* Term Frequency – Inverse Document Frequency(tf-idf)is a method to evaluate the importance of a specific word in a document
* It converts the textual representation of information into a Vector Space Model (VSM), or into sparse features,
* VSM is an algebraic model representing textual information as a vector, the components of this vector could represent the importance of a term (tf–idf) or even the absence or presence (Bag of Words) of it in a document

In [13]:
from sklearn.feature_extraction.text import CountVectorizer

In [14]:
train_set = ("The sky is blue.", "The sun is bright.")
test_set = ("The sun in the sky is bright.", "We can see the shining sun, the bright sun.")

In [38]:
count_vectorizer = CountVectorizer(stop_words='english')
count_vectorizer.fit_transform(train_set)
print ("Vocabulary:", count_vectorizer.vocabulary_)

Vocabulary: {'sky': 2, 'blue': 0, 'sun': 3, 'bright': 1}


In [39]:
freq_term_matrix = count_vectorizer.transform(test_set)
print(freq_term_matrix.todense())

[[0 1 1 1]
 [0 1 0 2]]


In [40]:
from sklearn.feature_extraction.text import TfidfTransformer

In [41]:
tfidf = TfidfTransformer(norm="l2") #refers to Euclidean norm: https://en.wikipedia.org/wiki/Norm_%28mathematics%29#Euclidean_norm
tfidf.fit(freq_term_matrix)

TfidfTransformer(norm='l2', smooth_idf=True, sublinear_tf=False, use_idf=True)

In [45]:
#print("IDF:", tfidf.idf_)

In [46]:
#print("IDF:", tfidf.get_params)

In [44]:
tf_idf_matrix = tfidf.transform(freq_term_matrix)
print(tf_idf_matrix.toarray())

[[ 0.          0.50154891  0.70490949  0.50154891]
 [ 0.          0.4472136   0.          0.89442719]]


#### Notes:
* Tf means term-frequency while tf-idf means term-frequency times inverse document-frequency.

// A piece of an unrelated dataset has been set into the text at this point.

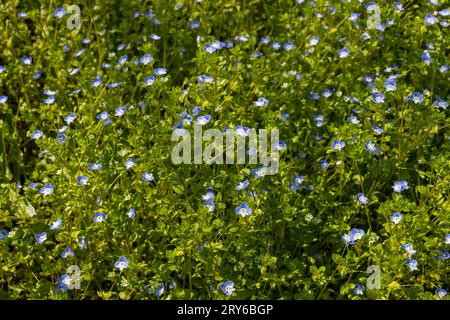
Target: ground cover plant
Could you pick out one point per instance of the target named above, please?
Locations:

This is a common term weighting scheme in information retrieval.
* The  goal is to scale down the impact of tokens that occur very frequently in a given corpus and that are hence empirically less informative than features that occur in a small fraction of the training corpus.
* It scales up frequent terms and scales down rare terms which are empirically more informative than the high frequency terms.
* A term that occurs 10 times more than another isn’t 10 times more important than it, that’s why tf-idf uses the logarithmic scale to do that.